The commission has celebrated the WCRD since 2017 when it declared that year as the ‘Year of the Telecom Consumers’. This year’s theme, “Empowering Consumers through Clean Energy Transitions,” presents an opportunity for NCC to inform the public, telecom consumers and other stakeholders about the policies it has established to encourage operators in the sector to transition to renewable and environmentally friendly energy sources.
The executive commissioner for stakeholder management at NCC, Barrister Adeleke Adewolu said the commission is committed to reducing the environmental impact of telecommunications operations. Nigeria’s electricity supply challenges have resulted in the telecom sector being a contributor to carbon emissions.
Adewolu, who represented the NCC’s executive vice chairman, Prof. Umar Danbatta at the inauguration of the event’s organising committee, stated that the telecoms sector has more than 54,000 base transmitter stations that rely on generators, emitting a significant amount of greenhouse gases.
Danbatta, who is a Fellow of the Renewable Alternative Energy Society (FRAES), explained that renewables and energy efficiency, powered by significant electrification, can provide more than 90 per cent of the necessary reductions in energy-related carbon emissions. He emphasised that increasing the use of electricity sourced from renewables is the best way to accelerate the world’s energy transformation.

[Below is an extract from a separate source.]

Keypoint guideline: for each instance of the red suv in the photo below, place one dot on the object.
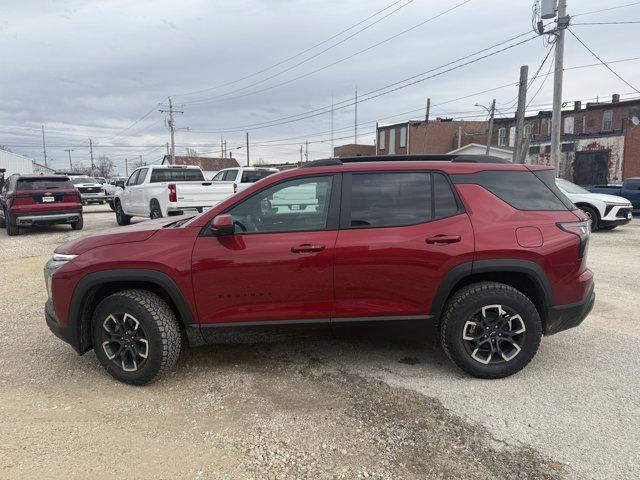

NCC’s director of public affairs, Reuben Muoka, confirmed that the commission is looking to introduce a policy that encourages ethical energy sources, which will help safeguard the environment for consumers and other telecom service users. The move is also aligned with the Sustainable Development Goals (SDGs).
Danbatta also noted that NCC has introduced a regulatory framework on infrastructure sharing and collocation, which encourages licensees to maximise their already-deployed infrastructure. By sharing infrastructure, some operators do not need to build a telecoms site entirely in an area where another operator has deployed one. This regulatory framework is helping to address the challenge of inadequate public electricity supply in Nigeria as telecom companies rely on diesel-powered generators to keep their telecom sites live round-the-clock.